Superconducting fluctuations and anomalous diamagnetism in underdoped YBa2Cu3O6+x from magnetization and 63Cu NMR-NQR relaxation measurements

TL;DR

This study investigates superconducting fluctuations and unusual diamagnetism in underdoped YBa2Cu3O6+x, revealing that the anomalous diamagnetism cannot be explained by traditional models and is linked to charge inhomogeneities.

Contribution

The paper provides new insights into the nature of superconducting fluctuations and diamagnetism in underdoped YBCO, highlighting the role of charge inhomogeneities and chain ordering.

Findings

Anomalous diamagnetism is significantly stronger in underdoped YBCO.

Standard anisotropic Ginzburg-Landau theory does not explain the observed diamagnetism.

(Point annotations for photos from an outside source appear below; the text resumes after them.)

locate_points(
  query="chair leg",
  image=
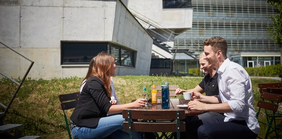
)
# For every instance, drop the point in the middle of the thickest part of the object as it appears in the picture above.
(269, 126)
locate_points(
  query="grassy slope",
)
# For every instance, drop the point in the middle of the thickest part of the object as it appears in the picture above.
(37, 105)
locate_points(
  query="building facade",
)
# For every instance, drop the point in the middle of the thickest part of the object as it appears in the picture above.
(243, 23)
(61, 37)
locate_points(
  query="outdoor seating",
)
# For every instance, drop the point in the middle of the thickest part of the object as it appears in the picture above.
(172, 89)
(68, 101)
(268, 106)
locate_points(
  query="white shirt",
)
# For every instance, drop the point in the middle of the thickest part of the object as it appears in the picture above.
(235, 88)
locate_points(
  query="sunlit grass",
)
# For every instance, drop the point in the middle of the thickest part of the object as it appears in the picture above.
(37, 105)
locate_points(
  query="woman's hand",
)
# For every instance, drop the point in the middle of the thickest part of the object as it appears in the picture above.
(196, 105)
(196, 95)
(178, 91)
(113, 102)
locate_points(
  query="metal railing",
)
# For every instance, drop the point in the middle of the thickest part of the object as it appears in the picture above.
(19, 84)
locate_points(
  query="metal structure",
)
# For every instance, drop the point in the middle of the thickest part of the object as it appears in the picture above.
(19, 84)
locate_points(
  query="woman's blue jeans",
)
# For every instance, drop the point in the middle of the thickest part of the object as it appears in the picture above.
(108, 126)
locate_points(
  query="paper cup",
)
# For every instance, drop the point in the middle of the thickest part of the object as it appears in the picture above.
(187, 95)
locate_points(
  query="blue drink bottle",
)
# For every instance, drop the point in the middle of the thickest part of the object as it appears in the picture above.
(165, 97)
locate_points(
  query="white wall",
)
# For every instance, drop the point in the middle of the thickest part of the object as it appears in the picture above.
(35, 29)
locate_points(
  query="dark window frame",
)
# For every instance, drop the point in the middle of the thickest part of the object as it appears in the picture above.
(169, 4)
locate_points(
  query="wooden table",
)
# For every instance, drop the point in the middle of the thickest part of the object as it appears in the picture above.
(167, 123)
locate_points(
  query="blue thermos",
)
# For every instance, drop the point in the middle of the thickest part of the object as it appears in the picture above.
(165, 96)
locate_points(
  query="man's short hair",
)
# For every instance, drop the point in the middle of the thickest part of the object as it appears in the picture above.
(217, 43)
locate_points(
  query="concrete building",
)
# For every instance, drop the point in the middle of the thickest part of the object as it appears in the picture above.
(62, 36)
(243, 23)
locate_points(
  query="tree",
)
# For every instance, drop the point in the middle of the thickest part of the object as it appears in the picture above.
(276, 28)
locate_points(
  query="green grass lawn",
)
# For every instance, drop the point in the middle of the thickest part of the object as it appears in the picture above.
(37, 105)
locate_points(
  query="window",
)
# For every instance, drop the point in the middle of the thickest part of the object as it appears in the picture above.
(160, 63)
(81, 53)
(177, 4)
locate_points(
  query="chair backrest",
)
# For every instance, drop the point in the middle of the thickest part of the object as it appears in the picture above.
(172, 89)
(142, 120)
(68, 101)
(269, 105)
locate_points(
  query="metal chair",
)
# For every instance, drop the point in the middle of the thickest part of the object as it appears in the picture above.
(269, 103)
(68, 101)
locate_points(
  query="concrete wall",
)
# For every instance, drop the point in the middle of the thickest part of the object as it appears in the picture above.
(35, 29)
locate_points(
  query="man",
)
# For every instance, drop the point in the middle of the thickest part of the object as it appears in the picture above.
(235, 98)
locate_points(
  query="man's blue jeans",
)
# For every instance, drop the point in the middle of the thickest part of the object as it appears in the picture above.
(108, 126)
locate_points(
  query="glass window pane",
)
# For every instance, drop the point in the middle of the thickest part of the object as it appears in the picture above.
(177, 4)
(115, 52)
(126, 57)
(80, 52)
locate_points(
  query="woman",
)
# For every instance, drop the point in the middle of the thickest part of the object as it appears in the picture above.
(94, 116)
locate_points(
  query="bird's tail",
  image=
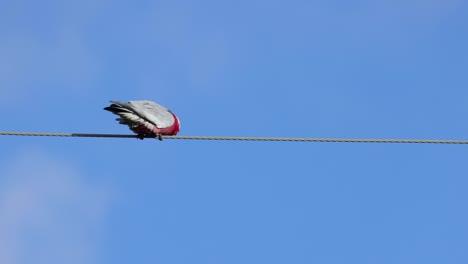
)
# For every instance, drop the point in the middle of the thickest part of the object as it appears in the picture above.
(127, 114)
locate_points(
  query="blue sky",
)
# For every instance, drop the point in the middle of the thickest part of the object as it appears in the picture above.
(359, 69)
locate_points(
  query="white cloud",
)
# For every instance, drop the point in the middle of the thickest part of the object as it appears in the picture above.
(48, 213)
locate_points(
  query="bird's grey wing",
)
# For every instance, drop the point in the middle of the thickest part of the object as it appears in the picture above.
(153, 112)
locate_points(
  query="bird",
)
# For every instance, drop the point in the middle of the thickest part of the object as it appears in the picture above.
(146, 118)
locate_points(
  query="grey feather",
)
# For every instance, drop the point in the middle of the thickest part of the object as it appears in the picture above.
(148, 110)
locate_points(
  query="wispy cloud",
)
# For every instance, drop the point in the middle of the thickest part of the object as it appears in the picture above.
(48, 213)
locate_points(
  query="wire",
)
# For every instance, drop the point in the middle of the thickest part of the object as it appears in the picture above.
(337, 140)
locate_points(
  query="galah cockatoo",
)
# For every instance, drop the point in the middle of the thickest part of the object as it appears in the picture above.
(146, 118)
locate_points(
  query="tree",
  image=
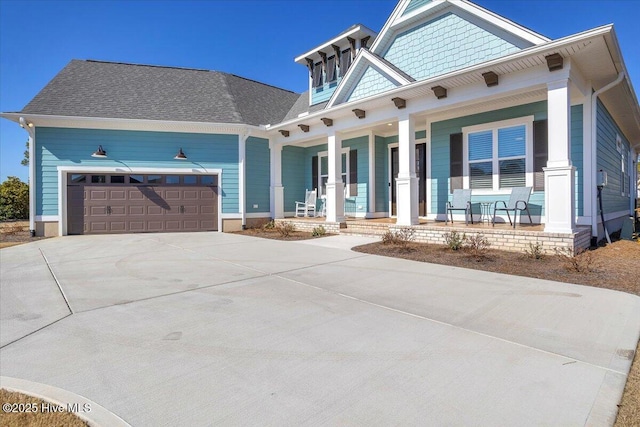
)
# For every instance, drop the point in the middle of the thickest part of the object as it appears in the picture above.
(14, 199)
(25, 161)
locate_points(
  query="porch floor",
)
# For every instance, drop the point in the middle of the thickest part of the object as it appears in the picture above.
(352, 222)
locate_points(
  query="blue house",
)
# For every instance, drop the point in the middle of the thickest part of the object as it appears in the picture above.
(447, 96)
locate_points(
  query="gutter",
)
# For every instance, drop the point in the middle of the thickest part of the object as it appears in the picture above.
(29, 127)
(594, 146)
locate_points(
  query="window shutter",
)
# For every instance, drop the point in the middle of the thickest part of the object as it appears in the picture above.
(331, 69)
(455, 161)
(317, 75)
(314, 174)
(353, 173)
(540, 153)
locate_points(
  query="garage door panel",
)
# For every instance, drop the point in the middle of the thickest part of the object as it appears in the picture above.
(135, 194)
(172, 195)
(97, 227)
(191, 195)
(96, 211)
(117, 195)
(117, 226)
(155, 225)
(136, 226)
(118, 210)
(136, 210)
(154, 210)
(191, 210)
(207, 209)
(140, 208)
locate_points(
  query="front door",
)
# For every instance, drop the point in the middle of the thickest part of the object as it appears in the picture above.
(421, 174)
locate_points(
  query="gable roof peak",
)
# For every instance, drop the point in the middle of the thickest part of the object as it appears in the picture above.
(144, 65)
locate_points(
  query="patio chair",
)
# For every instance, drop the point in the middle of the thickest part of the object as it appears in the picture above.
(461, 201)
(519, 201)
(309, 204)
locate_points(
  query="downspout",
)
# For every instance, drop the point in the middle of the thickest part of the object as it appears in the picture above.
(594, 149)
(28, 126)
(242, 160)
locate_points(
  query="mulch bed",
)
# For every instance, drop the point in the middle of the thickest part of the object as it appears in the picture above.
(14, 233)
(615, 266)
(276, 235)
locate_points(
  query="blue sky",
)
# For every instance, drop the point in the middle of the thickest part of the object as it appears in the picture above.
(253, 39)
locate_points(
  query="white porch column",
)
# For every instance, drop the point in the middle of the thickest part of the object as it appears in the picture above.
(277, 190)
(335, 186)
(407, 181)
(559, 175)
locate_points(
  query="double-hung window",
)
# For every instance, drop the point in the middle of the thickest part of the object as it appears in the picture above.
(320, 172)
(499, 155)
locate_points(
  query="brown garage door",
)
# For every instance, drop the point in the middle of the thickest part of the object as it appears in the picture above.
(101, 203)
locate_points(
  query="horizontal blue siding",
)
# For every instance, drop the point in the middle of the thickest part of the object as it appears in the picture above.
(361, 145)
(440, 132)
(577, 155)
(609, 159)
(73, 147)
(257, 175)
(293, 176)
(359, 203)
(382, 172)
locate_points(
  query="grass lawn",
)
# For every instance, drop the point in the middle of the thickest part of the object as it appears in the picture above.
(30, 411)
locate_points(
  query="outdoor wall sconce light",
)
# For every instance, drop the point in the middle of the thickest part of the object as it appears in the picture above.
(99, 153)
(400, 102)
(554, 61)
(24, 123)
(439, 92)
(490, 78)
(180, 155)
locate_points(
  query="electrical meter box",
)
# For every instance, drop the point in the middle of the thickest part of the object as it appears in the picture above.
(601, 179)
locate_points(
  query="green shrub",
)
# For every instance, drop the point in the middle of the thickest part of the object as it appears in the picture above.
(14, 199)
(478, 245)
(454, 240)
(285, 229)
(319, 231)
(401, 237)
(584, 261)
(535, 251)
(269, 225)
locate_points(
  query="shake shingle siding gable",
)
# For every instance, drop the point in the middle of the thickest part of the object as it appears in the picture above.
(129, 91)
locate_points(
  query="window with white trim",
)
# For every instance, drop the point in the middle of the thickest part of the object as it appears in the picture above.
(320, 172)
(499, 155)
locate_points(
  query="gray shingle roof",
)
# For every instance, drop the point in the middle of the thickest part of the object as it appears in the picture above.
(117, 90)
(302, 106)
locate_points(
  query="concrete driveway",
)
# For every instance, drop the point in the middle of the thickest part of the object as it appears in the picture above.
(222, 329)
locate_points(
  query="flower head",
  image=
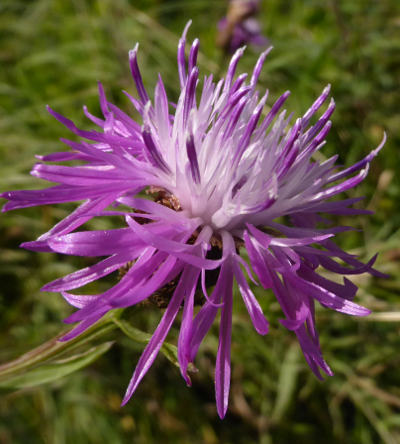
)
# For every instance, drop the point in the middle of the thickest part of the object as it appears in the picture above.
(224, 178)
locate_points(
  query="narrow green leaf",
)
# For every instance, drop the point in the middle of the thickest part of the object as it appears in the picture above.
(170, 351)
(54, 348)
(55, 370)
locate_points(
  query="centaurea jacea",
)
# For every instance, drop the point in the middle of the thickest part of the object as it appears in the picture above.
(228, 176)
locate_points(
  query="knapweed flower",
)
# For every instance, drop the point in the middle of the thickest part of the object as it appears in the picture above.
(225, 179)
(240, 27)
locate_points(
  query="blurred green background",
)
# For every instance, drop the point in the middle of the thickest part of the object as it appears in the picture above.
(53, 52)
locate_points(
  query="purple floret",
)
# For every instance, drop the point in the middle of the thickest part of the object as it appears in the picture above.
(224, 177)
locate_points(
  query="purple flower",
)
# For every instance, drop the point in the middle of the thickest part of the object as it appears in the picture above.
(226, 180)
(240, 27)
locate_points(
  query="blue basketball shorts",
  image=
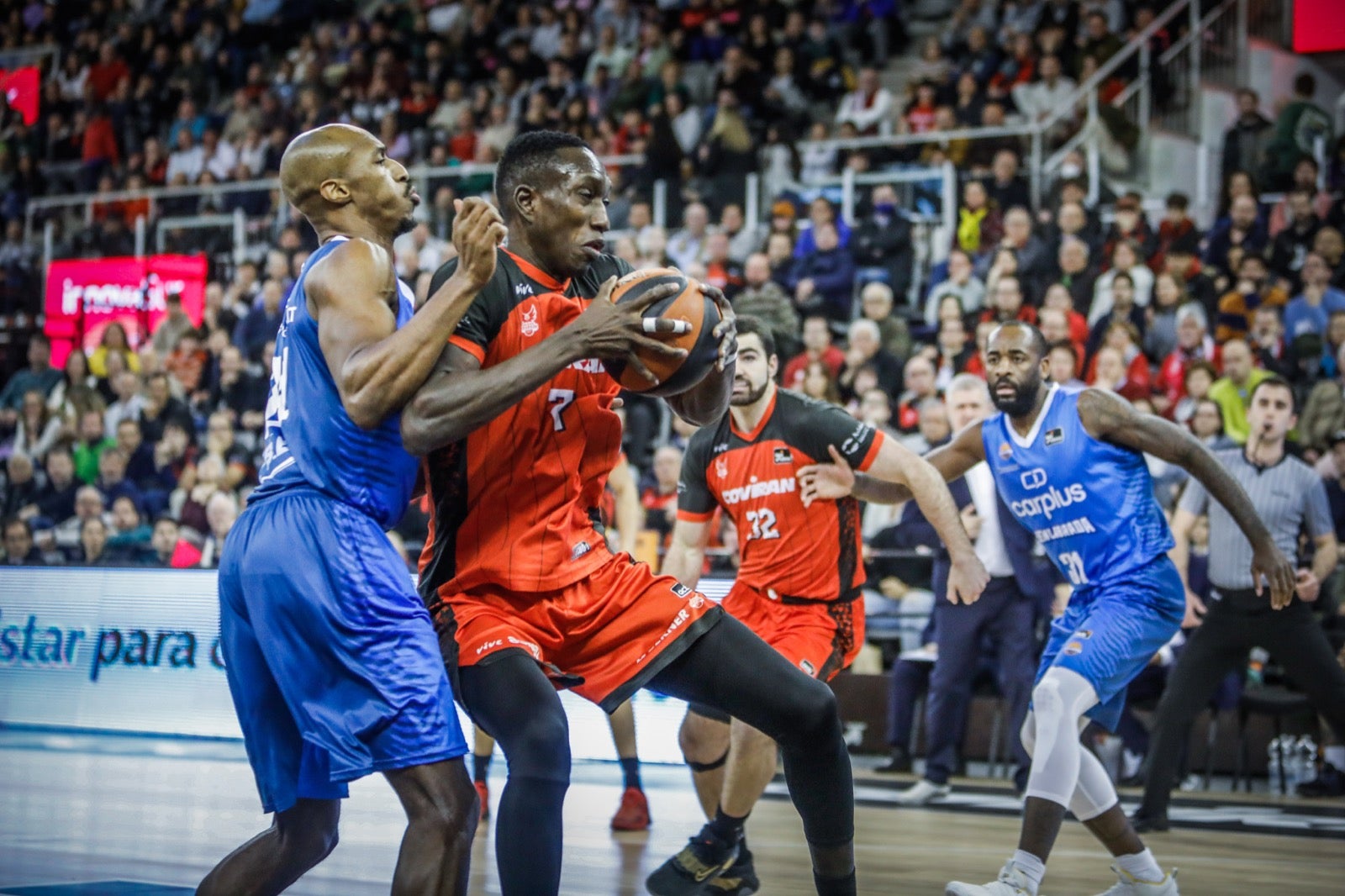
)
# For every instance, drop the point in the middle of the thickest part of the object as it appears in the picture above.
(1110, 631)
(331, 658)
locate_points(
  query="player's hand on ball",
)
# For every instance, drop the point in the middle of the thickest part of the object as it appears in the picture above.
(1269, 561)
(477, 232)
(726, 331)
(609, 329)
(966, 580)
(826, 482)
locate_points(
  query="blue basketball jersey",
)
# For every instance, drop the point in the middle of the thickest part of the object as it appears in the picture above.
(1089, 503)
(311, 441)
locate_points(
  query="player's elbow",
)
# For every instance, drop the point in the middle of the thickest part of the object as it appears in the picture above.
(363, 412)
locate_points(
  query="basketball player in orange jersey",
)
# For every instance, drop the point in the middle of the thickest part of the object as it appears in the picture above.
(520, 434)
(798, 582)
(632, 813)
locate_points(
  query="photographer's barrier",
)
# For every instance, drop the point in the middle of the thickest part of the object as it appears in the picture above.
(138, 651)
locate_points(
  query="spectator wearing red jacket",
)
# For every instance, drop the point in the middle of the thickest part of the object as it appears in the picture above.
(1194, 343)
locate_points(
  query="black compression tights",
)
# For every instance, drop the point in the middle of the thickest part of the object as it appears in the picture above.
(730, 669)
(735, 672)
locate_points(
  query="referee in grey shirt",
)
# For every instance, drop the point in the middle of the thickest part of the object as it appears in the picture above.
(1290, 498)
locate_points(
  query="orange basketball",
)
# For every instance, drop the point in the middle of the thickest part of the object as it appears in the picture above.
(688, 303)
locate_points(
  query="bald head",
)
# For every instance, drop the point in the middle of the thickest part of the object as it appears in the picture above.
(340, 175)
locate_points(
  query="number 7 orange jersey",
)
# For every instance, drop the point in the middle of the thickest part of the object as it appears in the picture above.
(787, 551)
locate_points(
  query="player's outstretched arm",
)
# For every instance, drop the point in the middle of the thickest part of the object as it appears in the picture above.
(927, 483)
(627, 512)
(1110, 417)
(708, 401)
(834, 481)
(686, 553)
(378, 367)
(459, 396)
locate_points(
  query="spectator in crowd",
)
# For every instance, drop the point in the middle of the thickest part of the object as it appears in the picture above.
(1324, 412)
(869, 108)
(112, 478)
(1232, 392)
(979, 224)
(161, 408)
(170, 549)
(1161, 319)
(766, 300)
(1174, 226)
(1006, 614)
(824, 279)
(1064, 363)
(961, 284)
(919, 381)
(1309, 311)
(262, 322)
(37, 430)
(1125, 259)
(881, 242)
(129, 535)
(93, 544)
(40, 376)
(1076, 275)
(720, 268)
(818, 382)
(1243, 229)
(19, 548)
(1248, 138)
(1298, 128)
(867, 351)
(91, 441)
(1253, 289)
(1047, 94)
(659, 497)
(1291, 244)
(817, 346)
(20, 485)
(1006, 303)
(878, 304)
(686, 246)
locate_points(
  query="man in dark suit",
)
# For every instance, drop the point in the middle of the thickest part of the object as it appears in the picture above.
(1020, 593)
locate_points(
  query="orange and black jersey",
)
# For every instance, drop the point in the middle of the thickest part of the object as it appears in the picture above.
(789, 551)
(515, 503)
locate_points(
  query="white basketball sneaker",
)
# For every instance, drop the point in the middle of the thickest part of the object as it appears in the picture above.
(1131, 885)
(923, 791)
(1012, 882)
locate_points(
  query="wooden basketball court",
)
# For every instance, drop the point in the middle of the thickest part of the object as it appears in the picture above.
(77, 814)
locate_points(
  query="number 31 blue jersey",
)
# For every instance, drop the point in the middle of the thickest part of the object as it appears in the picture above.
(1089, 503)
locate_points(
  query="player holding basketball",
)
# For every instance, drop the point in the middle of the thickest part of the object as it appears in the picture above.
(520, 430)
(1071, 467)
(331, 656)
(798, 580)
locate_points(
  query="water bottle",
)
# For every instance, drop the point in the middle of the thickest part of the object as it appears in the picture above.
(1273, 754)
(1306, 761)
(1257, 667)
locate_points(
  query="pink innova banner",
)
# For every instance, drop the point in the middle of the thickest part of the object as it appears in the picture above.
(85, 296)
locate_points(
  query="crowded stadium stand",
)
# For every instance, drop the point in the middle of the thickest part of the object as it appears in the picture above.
(1158, 186)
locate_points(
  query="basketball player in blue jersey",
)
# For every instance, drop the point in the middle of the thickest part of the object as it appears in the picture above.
(1071, 467)
(331, 658)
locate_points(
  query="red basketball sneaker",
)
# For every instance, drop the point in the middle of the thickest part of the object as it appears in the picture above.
(634, 813)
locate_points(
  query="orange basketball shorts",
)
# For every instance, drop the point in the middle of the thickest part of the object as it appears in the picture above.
(603, 636)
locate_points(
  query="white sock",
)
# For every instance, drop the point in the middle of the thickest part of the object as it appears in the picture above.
(1142, 867)
(1032, 868)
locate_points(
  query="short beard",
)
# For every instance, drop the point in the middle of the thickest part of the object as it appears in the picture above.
(1022, 401)
(752, 397)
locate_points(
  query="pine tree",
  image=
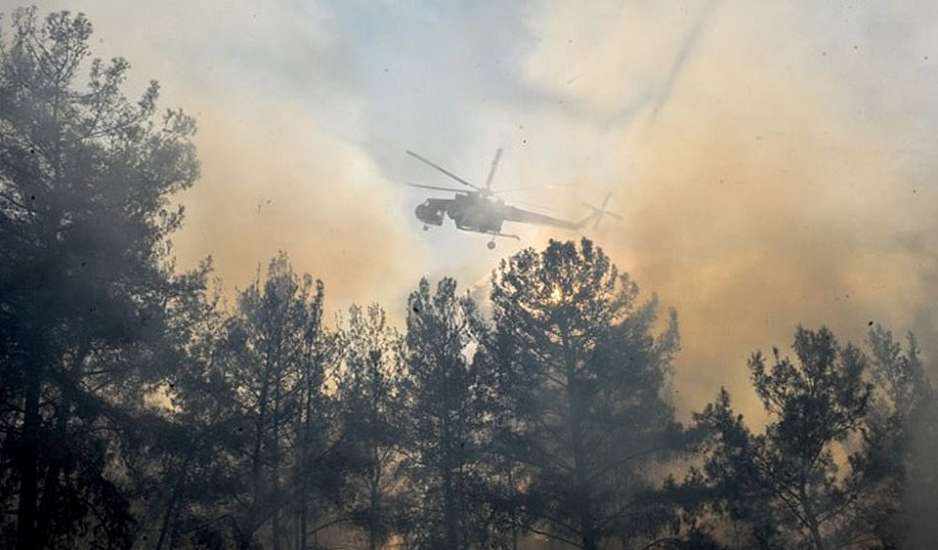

Charge inhomogeneities and chain ordering are linked to the anomalous diamagnetism.

Abstract

Magnetization and 63Cu NMR-NQR relaxation measurements are used to study the superconducting fluctuations in YBa2Cu3O6+x (YBCO) oriented powders. In optimally doped YBCO the fluctuating negative magnetization M_{fl}(H,T) is rather well described by an anisotropic Ginzburg-Landau (GL) functional and the curves M_{fl}/sqrt{H} cross at Tc. In underdoped YBCO, instead, over a wide temperature range an anomalous diamagnetism is observed, stronger than in the optimally doped compound by about an order of magnitude. The field and temperature dependences of M_{fl} cannot be described either by an anisotropic GL functional or on the basis of scaling arguments. The anomalous diamagnetism is more pronounced in samples with a defined order in the Cu(1)O chains. The 63Cu(2) relaxation rate shows little, if any, field dependence in the vicinity of the transition temperature Tc(H=0). It is argued how the results in the underdoped compounds can be accounted for by the presence of charge inhomogeneities, favoured by chains ordering.